第十七章:魔道士見参!(3)
「ね、この人たちウザいからあっち行こう」
「え?…え?」
「ほらみろ、やっぱりかわいくねぇガキじゃねえか」
敬介がぼそっと勇希に囁いた。
「あ、いや、まだ稽古の途中だから。それに、この人たちは僕の友達だから、みんなにもどういうことか話してくれないかな」
そう光が優しく少女を諭すと、少女は素直にこくんと頷いた。
「あたいはレルム。世界最強の魔道士だにゃん」
「はあ?」
得意そうに胸をそらしてそう宣言するレルムに四人は顔を見合わせる。
「魔道士ぃ?あんたみたいな子供がぁ?」
半ばあきれたような顔で聞き返すつくもにレルムは機嫌を損ねたようでむっと眉を寄せて睨み付けた。

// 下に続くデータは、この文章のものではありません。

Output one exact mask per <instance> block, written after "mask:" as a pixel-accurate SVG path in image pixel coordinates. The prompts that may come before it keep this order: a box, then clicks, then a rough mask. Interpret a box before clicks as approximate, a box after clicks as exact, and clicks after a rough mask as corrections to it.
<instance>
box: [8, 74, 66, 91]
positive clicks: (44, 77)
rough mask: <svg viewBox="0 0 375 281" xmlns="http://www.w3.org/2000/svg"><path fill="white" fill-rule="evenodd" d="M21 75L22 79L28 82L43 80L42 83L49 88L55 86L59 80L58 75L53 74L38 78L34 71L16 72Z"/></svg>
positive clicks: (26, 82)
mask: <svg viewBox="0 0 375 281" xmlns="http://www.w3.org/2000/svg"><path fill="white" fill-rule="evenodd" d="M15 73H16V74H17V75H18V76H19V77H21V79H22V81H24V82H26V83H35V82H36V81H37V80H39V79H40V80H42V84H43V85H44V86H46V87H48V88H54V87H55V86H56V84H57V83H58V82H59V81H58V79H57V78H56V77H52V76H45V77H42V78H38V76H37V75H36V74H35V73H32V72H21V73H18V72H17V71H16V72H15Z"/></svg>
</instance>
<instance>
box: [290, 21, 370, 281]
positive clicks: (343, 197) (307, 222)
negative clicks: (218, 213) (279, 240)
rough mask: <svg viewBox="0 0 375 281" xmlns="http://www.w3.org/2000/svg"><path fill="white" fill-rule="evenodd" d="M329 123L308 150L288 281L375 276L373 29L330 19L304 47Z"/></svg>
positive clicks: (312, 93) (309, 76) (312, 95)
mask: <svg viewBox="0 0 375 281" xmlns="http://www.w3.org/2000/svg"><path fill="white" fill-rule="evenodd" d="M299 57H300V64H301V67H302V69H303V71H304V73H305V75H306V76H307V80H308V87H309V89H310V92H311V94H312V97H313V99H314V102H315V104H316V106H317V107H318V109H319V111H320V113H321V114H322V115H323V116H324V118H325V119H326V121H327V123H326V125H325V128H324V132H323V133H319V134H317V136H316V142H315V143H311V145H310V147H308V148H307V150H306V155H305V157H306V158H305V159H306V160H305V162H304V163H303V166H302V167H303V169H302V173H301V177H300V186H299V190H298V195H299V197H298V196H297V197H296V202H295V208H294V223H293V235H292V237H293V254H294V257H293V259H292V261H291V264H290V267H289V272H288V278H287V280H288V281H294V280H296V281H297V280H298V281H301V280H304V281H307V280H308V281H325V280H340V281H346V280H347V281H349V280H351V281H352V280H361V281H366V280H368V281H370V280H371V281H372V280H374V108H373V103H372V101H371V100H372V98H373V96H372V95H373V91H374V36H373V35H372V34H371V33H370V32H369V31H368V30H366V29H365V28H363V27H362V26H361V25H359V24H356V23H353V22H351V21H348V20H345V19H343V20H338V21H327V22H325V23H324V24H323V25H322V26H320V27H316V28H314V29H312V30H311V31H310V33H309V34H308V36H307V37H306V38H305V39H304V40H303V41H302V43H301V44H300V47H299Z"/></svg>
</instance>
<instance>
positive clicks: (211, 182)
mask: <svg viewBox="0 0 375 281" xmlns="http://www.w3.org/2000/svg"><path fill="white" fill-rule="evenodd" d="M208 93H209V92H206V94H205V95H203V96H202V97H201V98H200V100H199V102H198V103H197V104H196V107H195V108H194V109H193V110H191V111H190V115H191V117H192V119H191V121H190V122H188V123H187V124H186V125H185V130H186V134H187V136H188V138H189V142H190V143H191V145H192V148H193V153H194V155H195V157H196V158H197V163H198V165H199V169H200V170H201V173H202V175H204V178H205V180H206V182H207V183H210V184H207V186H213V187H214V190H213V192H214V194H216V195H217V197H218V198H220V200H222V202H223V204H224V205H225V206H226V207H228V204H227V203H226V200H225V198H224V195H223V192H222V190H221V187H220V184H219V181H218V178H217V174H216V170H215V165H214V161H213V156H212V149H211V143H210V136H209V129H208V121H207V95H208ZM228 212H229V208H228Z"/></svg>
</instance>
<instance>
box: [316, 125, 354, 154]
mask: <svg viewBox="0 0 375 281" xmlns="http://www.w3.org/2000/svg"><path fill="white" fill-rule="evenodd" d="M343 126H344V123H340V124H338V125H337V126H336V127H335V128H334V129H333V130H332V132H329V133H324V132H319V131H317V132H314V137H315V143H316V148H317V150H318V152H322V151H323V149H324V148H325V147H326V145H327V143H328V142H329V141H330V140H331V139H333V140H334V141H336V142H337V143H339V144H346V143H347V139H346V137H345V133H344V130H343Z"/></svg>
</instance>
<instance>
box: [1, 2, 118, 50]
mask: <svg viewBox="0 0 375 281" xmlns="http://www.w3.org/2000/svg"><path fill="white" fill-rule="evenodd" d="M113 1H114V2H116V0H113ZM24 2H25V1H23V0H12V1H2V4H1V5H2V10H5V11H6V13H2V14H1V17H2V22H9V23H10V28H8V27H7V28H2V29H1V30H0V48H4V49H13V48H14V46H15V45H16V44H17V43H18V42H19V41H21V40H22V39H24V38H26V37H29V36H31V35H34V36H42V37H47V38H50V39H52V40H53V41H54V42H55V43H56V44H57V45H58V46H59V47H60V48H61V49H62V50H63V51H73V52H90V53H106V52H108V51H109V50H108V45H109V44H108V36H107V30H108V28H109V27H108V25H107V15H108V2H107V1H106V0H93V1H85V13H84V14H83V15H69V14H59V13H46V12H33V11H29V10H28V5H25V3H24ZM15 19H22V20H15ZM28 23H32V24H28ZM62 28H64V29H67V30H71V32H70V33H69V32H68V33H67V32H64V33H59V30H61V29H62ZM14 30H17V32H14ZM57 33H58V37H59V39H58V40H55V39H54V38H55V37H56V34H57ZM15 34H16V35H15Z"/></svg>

「そうだにゃん。あたいは元々、紅劉国で五大戦士に選ばれるはずだったにゃん。なのにケラとかいうどっかの馬鹿が間違って選任されちゃったのにゃ」
「え…」
それを聞いた敬介が青褪める。事情のよくわかっていない光だけがきょとんとした顔をしてレルムの大きな瞳を見つめた。
「なっ、なに出鱈目言ってんじゃ…」
「ふにゃ?嘘じゃないにゃん。ちゃんと大臣に聞いたにゃん。けど、正式な仕官命令が出た後では、たとえ間違いとわかっていても変更は行われないシステムになっていたから、どうしようもないって」
とんでもない濡れ衣に慌てる敬介にレルムはぴしゃりと言ってのけた。
「はあ。確かに言われてみれば、仲間内で一番足をひっぱっていたのはこいつのような…」
レルムの言うことを真に受けたのか、つくもまでがそんなことを言い出す。
「お、おいおいおい。冗談だろ?俺はそんな…」
確かに、いろんなところで敬介はがんばってはいるが、お化けとか子供っぽいものに弱く男なのに妙に涙もろいとこがあり、直情的なために真津子や満になだめられることもしばしばで、他の仲間のお荷物になってしまうのは勇希も敬介も同じようなものである。明るく楽観的な性格のため、いいムードメーカーになってはいるが、皇女の護衛役としてはいささか信頼にかけると言われれば、それは否定できない。つくもの言葉に情けなく声をあげる敬介を勇希は困ったような顔で見上げた。
「よし、こうなったら勝負だ」
追い詰められた感のある敬介は、意を決したようにそう宣言した。
「ええ?」
その言葉に皆が驚いたように敬介を見るが、敬介の顔はいつになく真剣そのものだった。
「勝負って、あんた…」
「今、ここで、俺と仕合しろ。それでどちらが本当にふさわしかったのかはっきりするだろ」
敬介が緊迫した固い声でそう言った。
「ちょ、ちょっと待ってよ。あんた、自分で何言ってるかわかってんの?さっきの光たちの仕合を見たでしょ?あの勇希は、この子が操ってたんだよ。違う?」
確認を求めるつくもにレルムはこくんとうなずいた。
「あんな攻撃、あたしだってどこまで防げるかわからない。光だからあそこまで渡りあえたんだ…。あんたじゃ絶対無理だって…」
「そ、そうだよ。それにほら、今日はせっかくここを使わせてもらえるんだし…。これ以上仕合なんてやってたら、私の稽古の時間、なくなっちゃうよ」
つくもの説得の言葉に勇希も追い討ちをかけるようにそう言った。
「光はどうするにゃん?見ていくのかにゃ?」
「え?僕?」
突然意見を振られた光に、勇希とつくもがぶるぶると首がもげるのではないかというほど激しく首を振っている。
「あ、いや。僕はこれから仕事だから…」
慌ててそう答えると、レルムは片方の眉をつりあげて訝しそうに光を見つめている。だが時計を見ると、確かにそろそろ出かけないといけない時間だから、嘘ではない。みんなが休んでいる休日だからこそ、通常通り開いている店はいつも以上に繁盛するのだ。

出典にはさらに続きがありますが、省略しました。